Donovan relaxed, just for a moment. Then his face twisted, hard. “The hell do you mean, it didn’t go through?” he said. “I thought you said this thing was a sure shot. What about my man’s fucking money?”

“Never mind about the money,” Gruber told him. “The fucking
police
were there. They knew what Dylan and I were planning, and they
ruined
it. They freaking
ruined
everything.”

This was bad. This was worse than just a thug with a gun. Gruber had endured failure before, but never in such a spectacular fashion. The police bursting through the door like in an action movie, the drama and theatrics, the kid so damn close to the end. How had they known?

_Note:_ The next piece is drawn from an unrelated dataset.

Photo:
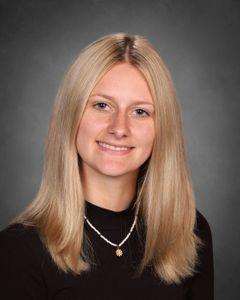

Gruber worked through the permutations in his head, the meaning. If the police had been watching, they were on to him. They knew his MO, his game, and they would come after him. They would find him. It was only a matter of time.

Donovan looked like he was working through some permutations of his own. “So the kid’s alive,” he said slowly. “You couldn’t get him to do it. He’s alive.”

“Were you listening?” Gruber asked him. “The fucking
police
.”

“He’s alive.” Donovan stood there for a moment, rolling the words around in his mind. Then he straightened and reached for that big revolver.

“Well, shit, man,” he said. He was smiling a little. “If the kid’s still alive, I guess we have to do this the other way, huh?”

<
80
>

Gruber stopped thinking
about Dylan Price. About the police, and whether they could track him to this house. Stopped worrying about anything else besides surviving the next five minutes.

Donovan had the revolver out. There was no hesitation in his eyes, no willingness to negotiate. Not even any fear, not this time. He was too far from Gruber for the knife to be of any use. The room was too small for Gruber to escape.